In the arrived at city,
its famous scenery
conquered my eye
line. The conveyor belt
messages written in lights,
the windows’ dripping
cooling protrusions, bifurcating
dark water. We stayed on a street
where row after row of wood workshops
opened onto the sidewalk to display their wares — coffins
shiny as cellos.
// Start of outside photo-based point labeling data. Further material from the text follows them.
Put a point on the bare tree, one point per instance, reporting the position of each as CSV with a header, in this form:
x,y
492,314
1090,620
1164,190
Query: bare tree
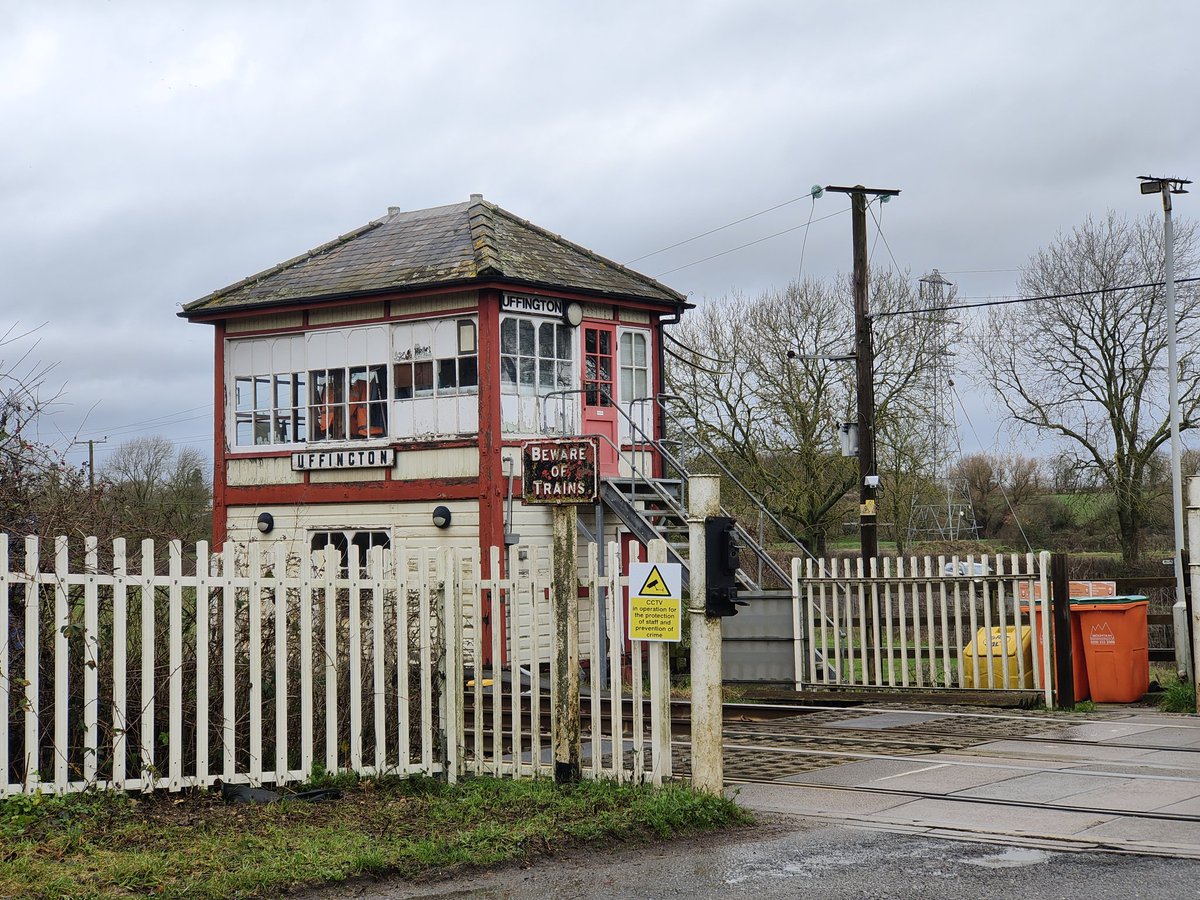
x,y
156,491
1087,370
41,493
774,420
999,487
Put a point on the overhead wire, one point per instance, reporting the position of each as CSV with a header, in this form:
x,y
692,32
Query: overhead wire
x,y
693,365
1003,493
714,231
1007,301
677,342
750,244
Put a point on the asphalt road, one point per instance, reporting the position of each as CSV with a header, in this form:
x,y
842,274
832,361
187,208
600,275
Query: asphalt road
x,y
787,858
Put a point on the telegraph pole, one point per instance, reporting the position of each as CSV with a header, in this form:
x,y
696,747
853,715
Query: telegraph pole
x,y
1167,186
864,365
91,460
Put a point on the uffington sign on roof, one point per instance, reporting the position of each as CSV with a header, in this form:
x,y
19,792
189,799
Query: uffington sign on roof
x,y
559,472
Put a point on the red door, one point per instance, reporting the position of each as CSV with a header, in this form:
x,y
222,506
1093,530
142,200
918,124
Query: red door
x,y
600,393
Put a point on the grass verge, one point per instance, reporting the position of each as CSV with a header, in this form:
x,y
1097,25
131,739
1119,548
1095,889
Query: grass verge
x,y
1177,697
111,845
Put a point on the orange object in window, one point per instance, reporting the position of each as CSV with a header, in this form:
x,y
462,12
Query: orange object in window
x,y
360,413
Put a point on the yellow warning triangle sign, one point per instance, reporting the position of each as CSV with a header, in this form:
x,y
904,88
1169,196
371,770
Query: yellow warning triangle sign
x,y
654,585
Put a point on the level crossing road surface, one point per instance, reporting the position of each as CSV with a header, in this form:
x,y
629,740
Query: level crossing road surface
x,y
1119,781
894,802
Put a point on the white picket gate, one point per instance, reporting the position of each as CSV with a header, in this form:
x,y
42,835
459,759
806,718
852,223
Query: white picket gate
x,y
243,667
909,623
618,739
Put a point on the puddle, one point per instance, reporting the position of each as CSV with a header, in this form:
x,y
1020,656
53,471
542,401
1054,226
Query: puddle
x,y
1012,858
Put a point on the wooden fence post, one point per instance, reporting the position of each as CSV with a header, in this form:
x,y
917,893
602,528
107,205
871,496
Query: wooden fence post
x,y
1060,593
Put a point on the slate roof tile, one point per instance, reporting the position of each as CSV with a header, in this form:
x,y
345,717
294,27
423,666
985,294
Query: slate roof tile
x,y
444,245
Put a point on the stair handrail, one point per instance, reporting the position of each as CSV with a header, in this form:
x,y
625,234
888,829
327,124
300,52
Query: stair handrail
x,y
748,541
661,401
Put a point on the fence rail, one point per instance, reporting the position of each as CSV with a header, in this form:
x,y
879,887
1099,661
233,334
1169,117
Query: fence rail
x,y
923,623
163,670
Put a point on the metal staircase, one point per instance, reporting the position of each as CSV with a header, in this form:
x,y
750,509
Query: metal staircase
x,y
654,507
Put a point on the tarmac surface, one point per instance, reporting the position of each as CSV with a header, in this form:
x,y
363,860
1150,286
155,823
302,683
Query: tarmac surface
x,y
913,803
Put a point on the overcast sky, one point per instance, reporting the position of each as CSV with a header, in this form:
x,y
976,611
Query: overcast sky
x,y
156,151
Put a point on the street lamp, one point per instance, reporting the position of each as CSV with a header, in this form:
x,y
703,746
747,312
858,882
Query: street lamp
x,y
1167,186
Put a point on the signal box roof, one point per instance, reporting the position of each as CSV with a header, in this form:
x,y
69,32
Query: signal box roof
x,y
463,244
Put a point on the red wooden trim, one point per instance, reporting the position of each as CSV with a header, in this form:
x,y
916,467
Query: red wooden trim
x,y
220,527
400,447
430,489
491,478
387,297
395,297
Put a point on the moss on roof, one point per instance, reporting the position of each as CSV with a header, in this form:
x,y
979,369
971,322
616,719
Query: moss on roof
x,y
459,244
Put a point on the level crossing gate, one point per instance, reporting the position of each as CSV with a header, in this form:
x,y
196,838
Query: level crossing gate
x,y
922,623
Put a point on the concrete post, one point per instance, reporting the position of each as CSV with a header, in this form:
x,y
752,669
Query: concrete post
x,y
707,765
565,675
1194,565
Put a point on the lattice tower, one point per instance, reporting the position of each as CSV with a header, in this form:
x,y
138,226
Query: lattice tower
x,y
952,517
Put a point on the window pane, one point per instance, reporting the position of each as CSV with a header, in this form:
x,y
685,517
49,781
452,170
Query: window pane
x,y
468,372
402,375
423,378
546,339
244,395
282,391
467,336
263,429
262,393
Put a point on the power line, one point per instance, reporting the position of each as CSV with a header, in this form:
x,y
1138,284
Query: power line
x,y
1031,299
719,228
879,233
750,244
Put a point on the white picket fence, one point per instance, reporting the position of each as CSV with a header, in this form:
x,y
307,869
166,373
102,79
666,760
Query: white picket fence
x,y
621,685
909,623
244,667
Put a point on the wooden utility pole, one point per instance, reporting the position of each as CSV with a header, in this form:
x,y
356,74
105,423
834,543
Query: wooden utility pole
x,y
864,365
91,460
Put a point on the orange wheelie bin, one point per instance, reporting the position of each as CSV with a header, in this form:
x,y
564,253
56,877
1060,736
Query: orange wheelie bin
x,y
1116,646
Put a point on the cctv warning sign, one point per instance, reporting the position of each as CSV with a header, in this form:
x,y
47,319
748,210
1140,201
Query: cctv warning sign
x,y
655,601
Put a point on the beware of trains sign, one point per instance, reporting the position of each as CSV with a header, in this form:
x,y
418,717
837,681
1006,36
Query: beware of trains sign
x,y
559,472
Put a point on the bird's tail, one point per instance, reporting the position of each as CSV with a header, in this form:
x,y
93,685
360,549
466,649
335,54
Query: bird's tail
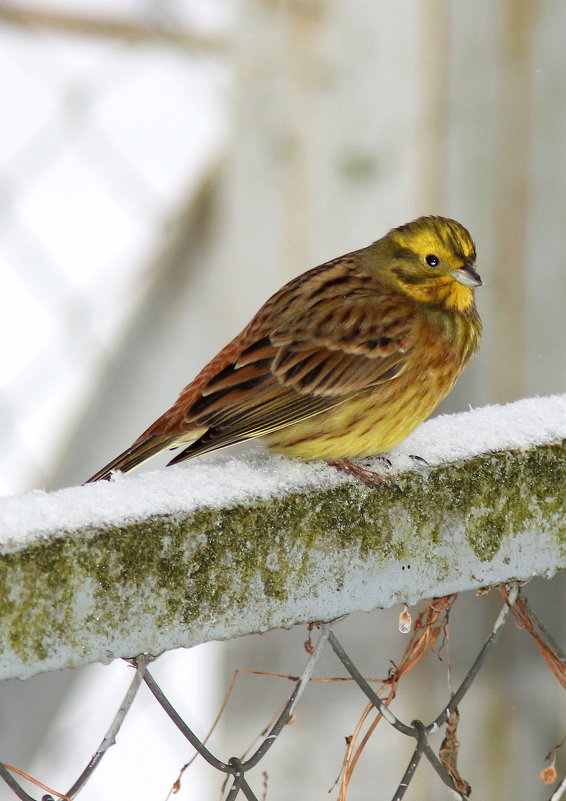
x,y
136,454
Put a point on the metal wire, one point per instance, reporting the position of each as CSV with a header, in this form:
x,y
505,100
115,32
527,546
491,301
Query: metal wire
x,y
239,771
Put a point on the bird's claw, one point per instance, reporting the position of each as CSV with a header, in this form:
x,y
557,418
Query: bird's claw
x,y
368,477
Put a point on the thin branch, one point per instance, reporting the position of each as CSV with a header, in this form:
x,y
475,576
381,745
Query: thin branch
x,y
130,31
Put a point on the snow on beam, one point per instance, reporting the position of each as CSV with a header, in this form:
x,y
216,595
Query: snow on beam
x,y
220,548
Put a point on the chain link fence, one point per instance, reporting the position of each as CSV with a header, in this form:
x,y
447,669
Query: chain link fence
x,y
245,776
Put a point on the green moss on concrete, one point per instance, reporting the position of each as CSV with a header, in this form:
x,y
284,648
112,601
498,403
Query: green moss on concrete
x,y
205,566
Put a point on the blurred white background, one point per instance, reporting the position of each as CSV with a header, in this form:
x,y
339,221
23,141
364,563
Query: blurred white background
x,y
165,166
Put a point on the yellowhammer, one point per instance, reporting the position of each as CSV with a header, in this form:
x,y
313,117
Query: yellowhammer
x,y
343,362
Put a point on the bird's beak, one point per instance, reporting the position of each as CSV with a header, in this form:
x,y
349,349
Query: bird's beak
x,y
467,276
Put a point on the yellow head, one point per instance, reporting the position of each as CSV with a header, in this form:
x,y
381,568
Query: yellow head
x,y
432,259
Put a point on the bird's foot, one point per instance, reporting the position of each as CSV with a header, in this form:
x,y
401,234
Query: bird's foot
x,y
369,477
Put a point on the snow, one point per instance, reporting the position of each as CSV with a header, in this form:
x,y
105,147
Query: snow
x,y
226,480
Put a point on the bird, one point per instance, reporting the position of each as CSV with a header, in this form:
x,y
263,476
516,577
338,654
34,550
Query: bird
x,y
342,363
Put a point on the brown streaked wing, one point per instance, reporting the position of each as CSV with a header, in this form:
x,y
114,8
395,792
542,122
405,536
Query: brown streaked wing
x,y
315,358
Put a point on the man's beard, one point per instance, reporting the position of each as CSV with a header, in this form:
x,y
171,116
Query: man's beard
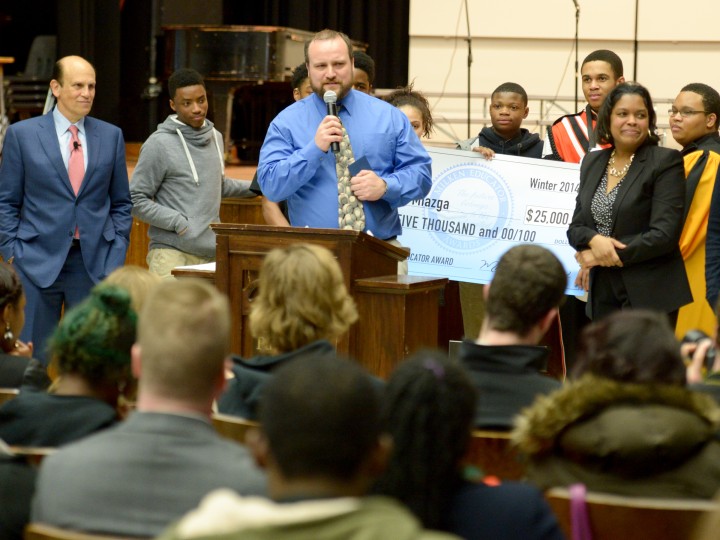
x,y
343,91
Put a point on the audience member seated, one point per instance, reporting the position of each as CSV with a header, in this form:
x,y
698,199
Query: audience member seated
x,y
90,350
508,108
322,446
17,485
301,308
17,366
428,410
505,363
136,478
138,281
627,424
415,106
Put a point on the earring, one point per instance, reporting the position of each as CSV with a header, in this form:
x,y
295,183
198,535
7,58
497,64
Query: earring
x,y
8,339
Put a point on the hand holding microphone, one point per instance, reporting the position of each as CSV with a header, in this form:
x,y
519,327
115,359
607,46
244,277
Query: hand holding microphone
x,y
330,99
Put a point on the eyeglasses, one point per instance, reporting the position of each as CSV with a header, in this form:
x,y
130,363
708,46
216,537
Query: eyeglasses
x,y
685,113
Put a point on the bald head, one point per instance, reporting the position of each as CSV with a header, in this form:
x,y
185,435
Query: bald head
x,y
73,85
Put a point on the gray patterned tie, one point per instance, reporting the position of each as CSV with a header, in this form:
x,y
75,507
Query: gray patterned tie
x,y
350,209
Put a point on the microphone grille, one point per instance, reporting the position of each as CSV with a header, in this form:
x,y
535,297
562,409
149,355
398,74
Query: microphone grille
x,y
330,97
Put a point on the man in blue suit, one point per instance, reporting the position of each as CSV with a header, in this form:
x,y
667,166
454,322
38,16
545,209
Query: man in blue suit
x,y
63,238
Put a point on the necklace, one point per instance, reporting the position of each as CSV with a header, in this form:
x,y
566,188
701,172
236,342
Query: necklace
x,y
613,171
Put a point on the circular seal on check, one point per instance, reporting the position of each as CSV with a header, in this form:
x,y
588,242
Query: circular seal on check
x,y
475,204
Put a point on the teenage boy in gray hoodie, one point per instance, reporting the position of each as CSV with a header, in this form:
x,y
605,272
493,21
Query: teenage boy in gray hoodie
x,y
180,178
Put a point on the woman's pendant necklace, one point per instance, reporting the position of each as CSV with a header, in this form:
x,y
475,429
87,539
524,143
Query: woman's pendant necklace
x,y
613,171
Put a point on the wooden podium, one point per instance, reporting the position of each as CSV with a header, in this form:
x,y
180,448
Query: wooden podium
x,y
398,314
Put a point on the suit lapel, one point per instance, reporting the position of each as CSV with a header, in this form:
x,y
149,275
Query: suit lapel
x,y
92,139
51,147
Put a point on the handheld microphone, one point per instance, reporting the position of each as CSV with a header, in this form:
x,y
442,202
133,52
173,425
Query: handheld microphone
x,y
330,99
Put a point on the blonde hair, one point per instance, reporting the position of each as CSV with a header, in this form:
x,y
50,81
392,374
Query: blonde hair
x,y
138,281
302,298
184,338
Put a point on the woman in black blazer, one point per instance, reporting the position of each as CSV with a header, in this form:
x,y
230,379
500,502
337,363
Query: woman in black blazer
x,y
629,213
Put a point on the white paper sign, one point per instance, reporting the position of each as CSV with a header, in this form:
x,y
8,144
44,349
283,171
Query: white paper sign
x,y
478,209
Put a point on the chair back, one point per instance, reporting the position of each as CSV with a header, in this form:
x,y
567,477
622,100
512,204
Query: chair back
x,y
494,454
233,427
39,531
6,394
613,517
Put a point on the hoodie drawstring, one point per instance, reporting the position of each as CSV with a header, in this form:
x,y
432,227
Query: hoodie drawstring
x,y
192,164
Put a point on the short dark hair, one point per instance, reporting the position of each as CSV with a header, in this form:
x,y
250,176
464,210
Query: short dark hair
x,y
710,97
366,63
428,410
624,89
529,281
299,75
513,88
184,77
633,346
604,55
321,417
328,34
406,95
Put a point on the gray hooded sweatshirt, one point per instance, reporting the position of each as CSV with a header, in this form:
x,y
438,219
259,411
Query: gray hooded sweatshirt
x,y
177,186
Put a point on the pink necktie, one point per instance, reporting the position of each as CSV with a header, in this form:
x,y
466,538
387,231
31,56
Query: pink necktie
x,y
76,163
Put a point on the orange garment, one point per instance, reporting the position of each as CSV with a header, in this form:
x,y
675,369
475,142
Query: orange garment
x,y
699,314
569,137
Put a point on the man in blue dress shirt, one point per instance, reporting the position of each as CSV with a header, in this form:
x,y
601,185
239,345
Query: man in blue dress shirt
x,y
296,164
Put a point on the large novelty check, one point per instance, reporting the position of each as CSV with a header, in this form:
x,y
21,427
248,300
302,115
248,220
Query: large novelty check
x,y
478,209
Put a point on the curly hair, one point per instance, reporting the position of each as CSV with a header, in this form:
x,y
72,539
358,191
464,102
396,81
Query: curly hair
x,y
302,298
94,338
428,410
138,281
407,96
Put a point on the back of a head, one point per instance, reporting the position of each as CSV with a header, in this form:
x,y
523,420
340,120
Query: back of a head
x,y
634,346
428,409
321,417
184,338
604,55
138,281
302,298
529,281
93,339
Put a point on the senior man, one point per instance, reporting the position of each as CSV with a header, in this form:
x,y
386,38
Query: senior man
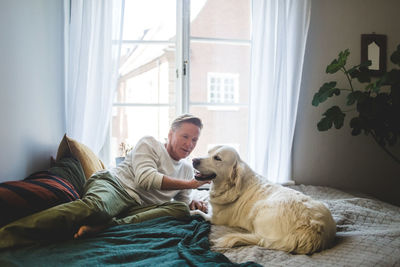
x,y
154,180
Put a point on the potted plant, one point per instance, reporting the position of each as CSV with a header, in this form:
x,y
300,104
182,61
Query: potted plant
x,y
377,103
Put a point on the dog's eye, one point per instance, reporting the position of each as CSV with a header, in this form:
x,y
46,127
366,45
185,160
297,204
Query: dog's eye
x,y
217,158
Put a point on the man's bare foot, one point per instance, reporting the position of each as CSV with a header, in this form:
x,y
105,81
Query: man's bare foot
x,y
86,230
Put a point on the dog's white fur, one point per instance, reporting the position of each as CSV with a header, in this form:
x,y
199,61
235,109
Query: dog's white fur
x,y
275,217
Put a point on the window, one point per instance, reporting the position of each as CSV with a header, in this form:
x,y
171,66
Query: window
x,y
223,88
183,56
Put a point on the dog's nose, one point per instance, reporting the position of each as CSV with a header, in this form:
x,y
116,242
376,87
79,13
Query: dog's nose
x,y
196,162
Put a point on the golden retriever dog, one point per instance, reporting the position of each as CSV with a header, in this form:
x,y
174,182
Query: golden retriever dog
x,y
275,217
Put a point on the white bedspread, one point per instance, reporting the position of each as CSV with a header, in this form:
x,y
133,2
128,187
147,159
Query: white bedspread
x,y
368,234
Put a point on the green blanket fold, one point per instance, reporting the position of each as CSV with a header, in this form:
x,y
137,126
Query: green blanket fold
x,y
160,242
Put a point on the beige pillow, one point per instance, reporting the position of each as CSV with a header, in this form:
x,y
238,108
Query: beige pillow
x,y
89,161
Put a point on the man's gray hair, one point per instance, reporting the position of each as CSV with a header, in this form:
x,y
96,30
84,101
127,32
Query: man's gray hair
x,y
186,118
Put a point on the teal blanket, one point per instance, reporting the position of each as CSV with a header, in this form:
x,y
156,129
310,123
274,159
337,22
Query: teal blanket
x,y
159,242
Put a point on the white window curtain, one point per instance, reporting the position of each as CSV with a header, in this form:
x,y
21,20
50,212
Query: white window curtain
x,y
92,39
279,36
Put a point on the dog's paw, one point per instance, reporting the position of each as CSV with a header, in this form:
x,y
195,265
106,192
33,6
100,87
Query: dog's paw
x,y
202,214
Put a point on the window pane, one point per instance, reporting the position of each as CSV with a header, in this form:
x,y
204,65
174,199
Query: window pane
x,y
228,127
224,19
149,20
219,69
147,75
129,124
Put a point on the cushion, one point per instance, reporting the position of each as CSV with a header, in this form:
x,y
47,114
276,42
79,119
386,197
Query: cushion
x,y
89,161
37,192
71,170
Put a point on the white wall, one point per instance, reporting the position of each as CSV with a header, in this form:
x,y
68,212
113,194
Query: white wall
x,y
31,85
336,158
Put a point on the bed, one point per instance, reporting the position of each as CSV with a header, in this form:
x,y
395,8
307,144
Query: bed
x,y
368,231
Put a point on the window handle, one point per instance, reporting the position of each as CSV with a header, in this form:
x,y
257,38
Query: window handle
x,y
184,67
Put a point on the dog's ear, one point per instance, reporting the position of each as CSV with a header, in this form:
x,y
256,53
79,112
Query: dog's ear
x,y
236,174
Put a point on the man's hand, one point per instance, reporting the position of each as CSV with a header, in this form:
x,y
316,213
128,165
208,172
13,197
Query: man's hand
x,y
169,183
196,183
199,205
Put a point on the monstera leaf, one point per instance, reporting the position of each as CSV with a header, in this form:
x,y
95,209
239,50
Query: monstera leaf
x,y
377,105
395,57
335,116
326,90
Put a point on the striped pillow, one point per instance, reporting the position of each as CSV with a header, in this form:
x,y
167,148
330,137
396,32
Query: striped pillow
x,y
37,192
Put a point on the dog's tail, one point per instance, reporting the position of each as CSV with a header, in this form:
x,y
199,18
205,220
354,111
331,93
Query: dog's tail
x,y
239,239
307,239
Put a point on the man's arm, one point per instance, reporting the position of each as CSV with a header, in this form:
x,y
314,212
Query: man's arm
x,y
169,183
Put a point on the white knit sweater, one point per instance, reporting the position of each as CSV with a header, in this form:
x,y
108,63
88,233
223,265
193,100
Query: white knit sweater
x,y
142,171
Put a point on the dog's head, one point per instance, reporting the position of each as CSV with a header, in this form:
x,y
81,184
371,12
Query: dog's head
x,y
222,163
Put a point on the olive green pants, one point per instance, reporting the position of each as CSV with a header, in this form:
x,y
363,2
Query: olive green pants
x,y
105,202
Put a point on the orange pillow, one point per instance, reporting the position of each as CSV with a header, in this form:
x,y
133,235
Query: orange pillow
x,y
89,161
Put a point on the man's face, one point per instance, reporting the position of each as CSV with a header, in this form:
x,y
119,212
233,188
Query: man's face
x,y
183,140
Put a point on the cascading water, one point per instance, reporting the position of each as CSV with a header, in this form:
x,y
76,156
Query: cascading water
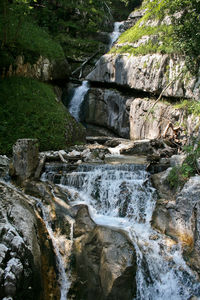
x,y
116,32
63,276
77,100
121,196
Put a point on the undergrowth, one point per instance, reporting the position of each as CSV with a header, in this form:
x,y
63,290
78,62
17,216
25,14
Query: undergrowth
x,y
28,109
179,175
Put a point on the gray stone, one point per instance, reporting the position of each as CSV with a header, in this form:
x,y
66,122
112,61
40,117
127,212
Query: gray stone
x,y
43,69
4,165
150,73
154,126
177,160
83,222
107,108
179,217
106,264
25,158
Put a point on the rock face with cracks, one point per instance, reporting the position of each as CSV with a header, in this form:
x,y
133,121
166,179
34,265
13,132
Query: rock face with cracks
x,y
150,73
105,261
179,216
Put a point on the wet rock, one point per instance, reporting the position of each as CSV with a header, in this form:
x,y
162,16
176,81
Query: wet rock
x,y
27,260
25,158
20,250
43,69
139,147
154,126
106,265
151,73
107,108
177,160
178,216
83,222
4,166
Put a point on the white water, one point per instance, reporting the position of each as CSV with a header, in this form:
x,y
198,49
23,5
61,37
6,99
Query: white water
x,y
77,100
116,32
121,196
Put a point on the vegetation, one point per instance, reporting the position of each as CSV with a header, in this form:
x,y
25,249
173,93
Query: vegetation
x,y
182,37
180,174
52,29
29,110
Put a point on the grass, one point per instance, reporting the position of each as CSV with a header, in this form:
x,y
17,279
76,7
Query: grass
x,y
28,109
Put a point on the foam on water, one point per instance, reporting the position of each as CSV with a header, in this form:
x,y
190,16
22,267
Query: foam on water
x,y
121,196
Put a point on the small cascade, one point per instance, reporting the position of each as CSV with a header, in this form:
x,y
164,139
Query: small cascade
x,y
118,29
121,196
63,276
77,100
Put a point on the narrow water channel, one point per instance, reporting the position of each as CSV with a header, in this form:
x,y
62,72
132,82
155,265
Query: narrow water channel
x,y
121,196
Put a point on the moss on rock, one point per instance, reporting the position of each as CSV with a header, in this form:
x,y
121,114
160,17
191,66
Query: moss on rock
x,y
28,109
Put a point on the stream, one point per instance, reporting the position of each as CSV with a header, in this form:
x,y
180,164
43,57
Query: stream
x,y
121,196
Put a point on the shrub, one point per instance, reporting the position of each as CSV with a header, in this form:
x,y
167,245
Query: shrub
x,y
28,110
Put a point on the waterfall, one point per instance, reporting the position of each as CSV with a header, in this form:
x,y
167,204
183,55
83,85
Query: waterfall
x,y
116,32
121,196
63,276
77,100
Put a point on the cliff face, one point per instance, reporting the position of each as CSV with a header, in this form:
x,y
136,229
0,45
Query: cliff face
x,y
144,77
150,73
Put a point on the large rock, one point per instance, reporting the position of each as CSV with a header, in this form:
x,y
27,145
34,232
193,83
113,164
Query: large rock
x,y
25,158
4,166
27,260
154,126
135,118
179,216
150,73
105,262
107,108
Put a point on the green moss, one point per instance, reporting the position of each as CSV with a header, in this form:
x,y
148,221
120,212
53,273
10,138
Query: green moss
x,y
190,106
28,109
161,42
28,38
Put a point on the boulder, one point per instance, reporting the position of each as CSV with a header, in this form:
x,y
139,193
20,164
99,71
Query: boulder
x,y
43,69
4,165
154,126
106,265
107,108
150,73
25,158
20,265
177,160
179,216
105,261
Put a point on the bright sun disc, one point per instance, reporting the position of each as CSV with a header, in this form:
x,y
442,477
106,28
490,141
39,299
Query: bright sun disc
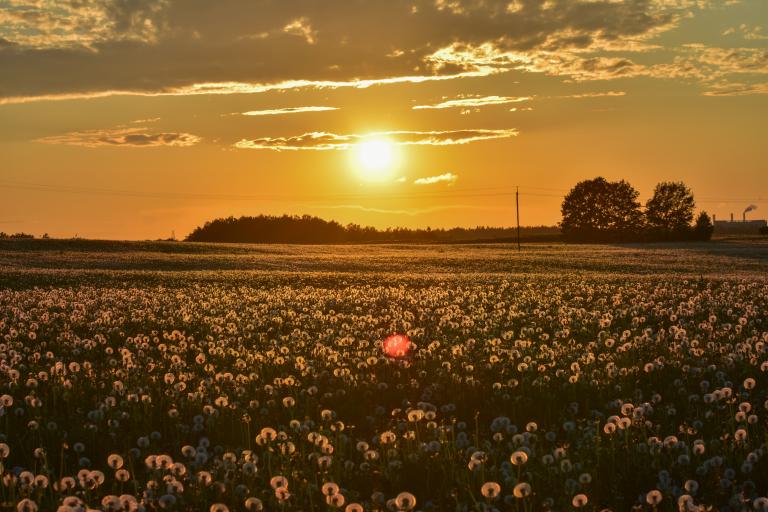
x,y
376,158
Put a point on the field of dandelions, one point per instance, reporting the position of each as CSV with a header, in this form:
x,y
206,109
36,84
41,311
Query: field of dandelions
x,y
193,378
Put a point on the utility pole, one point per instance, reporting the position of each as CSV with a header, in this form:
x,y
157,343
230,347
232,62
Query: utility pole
x,y
517,206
This, before the shortage.
A half-finished one, overturned and propped on its stilts.
The man looked so much like he was building a small boat.
At night, drunk in a crowd, I disappeared into a toilet,
by accident flushed my phone.
She noticed it in the bowl and fished it out.
The light disappeared from the screen,
beautifully. I clutched it desperately
to my chest and lurched to the floor. Found myself
lying prostrate as a sleeping baby does. Then, gently,
the hands on my back, in my armpits.
It never did turn on again, the phone.
On the train ride back,
it would’ve been of no use to me anyway —
violently ill the whole way,
primordial, crouched and shivering.
The way a sick body can tell you but really? you ain’t shit.
I’d taken to running my fingers lightly over my sternum,
it soothed me, the feel of the tumour growing beneath my skin,
the perfect rounded dome of it, its centredness,
the way it throbbed at times,
like a reminder of its volcanic promise.
Her face I never saw.
So tightly closed
were the pair of heaving eyes.
My phone my phone, I cried,
I’m so stupid, I can’t believe it.
Anonymous to each other,
just some girl I was, just some girl was she.
Left in my mouth, a strand of her long hair.